Meraldo Zisman (*)
Médico-Psicoterapeuta
A mercantilização da Medicina modificou para
pior a relação médico-paciente. Antes, na maioria das vezes, respeitosa e de
confiança tornou-se uma relação de desconfiança. O médico passou a ser chamado
de prestador de serviços, a sua área de labor reputada como mercado, o paciente
foi cognominado de usuário e os contratos que refletem as relações dos
profissionais da medicina com intermediadores receberam a alcunha de pacotes;
escreve o médico Carlos Vital Tavares Corrêa Lima, presidente do Conselho
Federal de Medicina (CFM) publicada na edição nº 246 do Jornal Medicina (18 de
setembro de 2015).
O pensamento do Mercado (Planos de Saúde) não
leva em conta ou omite o lucro que obtêm na cobertura de seus segurados mais
jovens. Esses acumulam anos e anos de contribuição e dão lucro porque as
despesas com a saúde são mínimas. Os cálculos atuariais dos Planos de Saúde
(permitam-me relembrar o significado da palavra atuarial: a parte da
estatística que investiga problemas relacionados com a teoria e o cálculo de
seguros numa coletividade) não levam em conta os lucros passados. Concentram-se
apenas sobre os gastos com a saúde dos idosos, que aumenta seus custos
operacionais por razões obvias. E divulgam ainda que o custo médico-hospitalar
sobe muito mais que a inflação. Viver mais passou a ser uma das razões invocadas
para que seus prêmios cheguem a valores estratosféricos para os segurados que
ultrapassam a idade de 60 anos. Tais
valores aumentam sempre, a não ser que o idoso venha a falecer subitamente:
aposentado atropelado e morto na via pública ou eletrocutado por um poste de
luz, morto por infarto fulminante, etc. etc. Esquecem-se dos montantes
recebidos ao longo da vida do segurado e seus CEOs são doutores na aplicação
financeira desse dinheiro pago antes dos 60 anos. Daí começarem a aparecer
cursos especializados para transformar médicos em empreendedores. Por exemplo,
o curso Passos para Medicina de Sucesso e Panorama do Mercado Atual (2017)
apregoa: “Ser funcionário é bem diferente de ser dono de
consultório ou clínica. Na essência o médico é um empreendedor em potencial.

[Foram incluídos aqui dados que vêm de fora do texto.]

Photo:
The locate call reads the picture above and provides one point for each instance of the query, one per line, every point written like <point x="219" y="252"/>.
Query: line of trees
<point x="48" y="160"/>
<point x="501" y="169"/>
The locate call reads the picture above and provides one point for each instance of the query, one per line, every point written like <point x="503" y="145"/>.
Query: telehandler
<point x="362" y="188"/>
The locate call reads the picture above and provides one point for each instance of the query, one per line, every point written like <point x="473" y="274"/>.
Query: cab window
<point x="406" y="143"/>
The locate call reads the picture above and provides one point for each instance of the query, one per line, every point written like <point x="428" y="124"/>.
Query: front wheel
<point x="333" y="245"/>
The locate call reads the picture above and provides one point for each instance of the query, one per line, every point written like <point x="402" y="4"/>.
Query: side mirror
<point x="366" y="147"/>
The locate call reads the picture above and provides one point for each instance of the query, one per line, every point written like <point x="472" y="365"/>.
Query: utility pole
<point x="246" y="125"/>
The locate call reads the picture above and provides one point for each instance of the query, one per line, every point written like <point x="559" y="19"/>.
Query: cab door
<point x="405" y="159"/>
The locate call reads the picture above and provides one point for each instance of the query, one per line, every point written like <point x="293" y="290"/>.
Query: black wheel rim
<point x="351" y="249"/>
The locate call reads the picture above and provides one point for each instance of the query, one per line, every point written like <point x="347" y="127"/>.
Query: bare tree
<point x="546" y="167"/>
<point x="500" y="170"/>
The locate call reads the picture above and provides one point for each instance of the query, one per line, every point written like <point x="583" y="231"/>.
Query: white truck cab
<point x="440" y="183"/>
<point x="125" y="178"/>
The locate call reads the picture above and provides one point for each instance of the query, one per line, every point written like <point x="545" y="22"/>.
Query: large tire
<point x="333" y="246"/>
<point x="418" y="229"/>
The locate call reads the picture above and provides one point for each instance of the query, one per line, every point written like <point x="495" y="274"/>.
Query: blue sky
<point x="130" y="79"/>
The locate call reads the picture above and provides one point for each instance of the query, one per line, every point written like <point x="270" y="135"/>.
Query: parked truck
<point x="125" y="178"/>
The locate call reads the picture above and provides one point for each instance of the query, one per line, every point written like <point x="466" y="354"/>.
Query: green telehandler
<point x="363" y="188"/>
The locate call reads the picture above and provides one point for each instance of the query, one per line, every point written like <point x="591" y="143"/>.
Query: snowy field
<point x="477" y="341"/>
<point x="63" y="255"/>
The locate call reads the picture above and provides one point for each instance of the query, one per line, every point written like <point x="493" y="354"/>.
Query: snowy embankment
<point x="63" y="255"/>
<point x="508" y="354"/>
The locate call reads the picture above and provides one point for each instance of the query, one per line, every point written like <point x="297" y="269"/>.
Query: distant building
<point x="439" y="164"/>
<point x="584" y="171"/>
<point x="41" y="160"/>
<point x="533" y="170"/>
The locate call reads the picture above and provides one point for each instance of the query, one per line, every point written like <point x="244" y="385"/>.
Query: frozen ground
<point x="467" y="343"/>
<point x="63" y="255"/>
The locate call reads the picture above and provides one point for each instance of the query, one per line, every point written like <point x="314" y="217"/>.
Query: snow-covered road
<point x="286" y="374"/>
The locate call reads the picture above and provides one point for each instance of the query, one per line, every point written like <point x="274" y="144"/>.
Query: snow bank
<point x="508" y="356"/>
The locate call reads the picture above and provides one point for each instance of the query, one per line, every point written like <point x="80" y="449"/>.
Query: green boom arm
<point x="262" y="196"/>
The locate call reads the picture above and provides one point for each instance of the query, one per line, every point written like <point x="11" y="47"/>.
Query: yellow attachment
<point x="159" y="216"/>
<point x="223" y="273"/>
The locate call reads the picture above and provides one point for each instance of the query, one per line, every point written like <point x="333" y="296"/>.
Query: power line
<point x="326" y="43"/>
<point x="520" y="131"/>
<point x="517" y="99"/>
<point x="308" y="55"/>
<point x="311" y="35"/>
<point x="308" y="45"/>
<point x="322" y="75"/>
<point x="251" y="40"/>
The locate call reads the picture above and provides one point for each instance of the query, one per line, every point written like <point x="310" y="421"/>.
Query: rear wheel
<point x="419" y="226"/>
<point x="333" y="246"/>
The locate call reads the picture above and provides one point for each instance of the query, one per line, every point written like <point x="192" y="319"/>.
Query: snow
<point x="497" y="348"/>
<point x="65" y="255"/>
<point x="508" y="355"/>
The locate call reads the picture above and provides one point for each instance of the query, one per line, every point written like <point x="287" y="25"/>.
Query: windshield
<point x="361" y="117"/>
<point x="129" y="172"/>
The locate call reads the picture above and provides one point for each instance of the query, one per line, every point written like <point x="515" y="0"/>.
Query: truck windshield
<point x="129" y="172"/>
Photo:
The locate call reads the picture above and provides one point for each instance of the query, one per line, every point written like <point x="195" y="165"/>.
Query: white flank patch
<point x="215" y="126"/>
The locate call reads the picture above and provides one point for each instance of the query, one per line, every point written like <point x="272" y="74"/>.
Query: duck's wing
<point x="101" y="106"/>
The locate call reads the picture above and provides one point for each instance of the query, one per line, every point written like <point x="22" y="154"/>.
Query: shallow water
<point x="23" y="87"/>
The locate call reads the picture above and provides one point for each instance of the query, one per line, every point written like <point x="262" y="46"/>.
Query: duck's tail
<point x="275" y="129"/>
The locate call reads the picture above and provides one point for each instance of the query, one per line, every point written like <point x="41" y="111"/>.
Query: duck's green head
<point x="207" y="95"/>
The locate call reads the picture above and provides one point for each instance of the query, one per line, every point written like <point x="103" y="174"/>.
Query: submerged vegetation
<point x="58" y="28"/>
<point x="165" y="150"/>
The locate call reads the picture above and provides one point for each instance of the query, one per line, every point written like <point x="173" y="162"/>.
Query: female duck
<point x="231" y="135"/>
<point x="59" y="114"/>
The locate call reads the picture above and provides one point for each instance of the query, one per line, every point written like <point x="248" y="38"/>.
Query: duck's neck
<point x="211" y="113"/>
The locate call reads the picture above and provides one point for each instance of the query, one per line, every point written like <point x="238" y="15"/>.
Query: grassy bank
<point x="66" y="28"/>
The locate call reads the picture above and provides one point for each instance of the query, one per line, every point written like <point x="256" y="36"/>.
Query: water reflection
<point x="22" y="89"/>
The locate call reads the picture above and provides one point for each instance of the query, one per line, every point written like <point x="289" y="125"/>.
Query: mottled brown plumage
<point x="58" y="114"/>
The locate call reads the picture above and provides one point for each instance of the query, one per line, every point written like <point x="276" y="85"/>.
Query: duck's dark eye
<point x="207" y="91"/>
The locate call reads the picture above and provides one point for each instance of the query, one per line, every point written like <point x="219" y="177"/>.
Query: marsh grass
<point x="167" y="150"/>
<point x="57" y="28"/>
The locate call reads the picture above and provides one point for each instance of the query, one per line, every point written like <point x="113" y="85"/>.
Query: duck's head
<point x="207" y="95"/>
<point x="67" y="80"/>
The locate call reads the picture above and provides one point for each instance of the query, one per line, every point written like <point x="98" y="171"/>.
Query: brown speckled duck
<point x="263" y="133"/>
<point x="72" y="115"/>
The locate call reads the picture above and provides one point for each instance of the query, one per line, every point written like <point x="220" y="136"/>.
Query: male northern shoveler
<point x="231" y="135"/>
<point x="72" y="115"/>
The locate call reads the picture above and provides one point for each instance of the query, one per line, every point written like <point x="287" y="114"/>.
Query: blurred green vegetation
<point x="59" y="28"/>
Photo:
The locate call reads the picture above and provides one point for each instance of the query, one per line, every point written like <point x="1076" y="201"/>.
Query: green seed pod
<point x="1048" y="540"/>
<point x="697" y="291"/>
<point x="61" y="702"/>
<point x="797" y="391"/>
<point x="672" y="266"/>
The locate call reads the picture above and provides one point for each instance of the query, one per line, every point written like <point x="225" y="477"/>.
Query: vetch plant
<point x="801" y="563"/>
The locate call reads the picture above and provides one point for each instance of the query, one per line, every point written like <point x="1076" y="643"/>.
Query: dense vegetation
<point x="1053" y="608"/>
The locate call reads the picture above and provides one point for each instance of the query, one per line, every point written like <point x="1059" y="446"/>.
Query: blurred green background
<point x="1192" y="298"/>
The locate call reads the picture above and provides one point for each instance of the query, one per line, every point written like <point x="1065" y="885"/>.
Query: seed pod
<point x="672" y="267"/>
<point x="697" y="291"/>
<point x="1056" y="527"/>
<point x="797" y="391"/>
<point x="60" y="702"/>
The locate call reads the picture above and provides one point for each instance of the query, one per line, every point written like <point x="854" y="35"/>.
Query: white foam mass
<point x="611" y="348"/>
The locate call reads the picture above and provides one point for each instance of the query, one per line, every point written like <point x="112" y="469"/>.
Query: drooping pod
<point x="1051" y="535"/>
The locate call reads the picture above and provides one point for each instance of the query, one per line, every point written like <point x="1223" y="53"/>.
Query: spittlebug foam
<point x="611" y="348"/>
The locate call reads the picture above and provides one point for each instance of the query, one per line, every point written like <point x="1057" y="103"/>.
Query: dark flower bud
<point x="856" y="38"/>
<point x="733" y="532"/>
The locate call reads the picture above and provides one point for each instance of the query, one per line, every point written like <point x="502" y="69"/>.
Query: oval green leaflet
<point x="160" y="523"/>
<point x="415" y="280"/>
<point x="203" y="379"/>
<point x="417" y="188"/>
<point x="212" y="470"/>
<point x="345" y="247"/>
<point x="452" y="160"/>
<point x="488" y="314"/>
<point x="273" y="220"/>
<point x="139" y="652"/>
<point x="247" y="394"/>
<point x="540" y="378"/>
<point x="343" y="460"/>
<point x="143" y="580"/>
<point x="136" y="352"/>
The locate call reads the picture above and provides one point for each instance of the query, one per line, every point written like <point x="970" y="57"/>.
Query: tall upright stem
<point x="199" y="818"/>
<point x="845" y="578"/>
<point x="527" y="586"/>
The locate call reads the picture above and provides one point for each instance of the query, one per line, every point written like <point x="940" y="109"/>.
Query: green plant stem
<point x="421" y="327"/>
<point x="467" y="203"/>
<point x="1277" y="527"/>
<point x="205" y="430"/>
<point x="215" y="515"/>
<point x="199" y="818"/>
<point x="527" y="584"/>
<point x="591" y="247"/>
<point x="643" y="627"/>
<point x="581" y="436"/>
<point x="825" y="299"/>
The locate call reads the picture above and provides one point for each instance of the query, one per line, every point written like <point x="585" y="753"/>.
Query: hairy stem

Somos treinados para ser funcionários, o que limita infinitas possibilidades de
atuação e criação. Para ter reconhecimento no mercado não basta saber só
medicina. Falarei o que não nos ensinam em 6 anos de faculdade.” Conferir em: http://thaliamaia.com.br/dicas-de-saude/curso-online-passos-para-medicina-de-sucesso-e-panorama-do-mercado-atual-2017/.
E como perguntar não ofende, onde anda o
juramento que os formandos de Medicina tradicionalmente proferem na colação de
grau?
Não sei como avaliar a execução desse juramento Hipocrático pelos meus
novos colegas!
Somente me resta recorrer ao sábio Millôr Fernandes que sentenciou
sobre hipocrisia: “Um sujeito realmente sincero vive sempre em pânico que a
qualquer momento descubram o hipócrita que ele é”.
Quebrar o juramento é como negociar a própria honra.
Acredito eu.
(*) Professor Titular da Pediatria
da Universidade de Pernambuco. Psicoterapeuta. Membro da Sobrames/PE, da União
Brasileira de Escritores (UBE) e da Academia Brasileira de Escritores Médicos
(ABRAMES). Consultante
Honorário da Universidade de Oxford (Grã-Bretanha).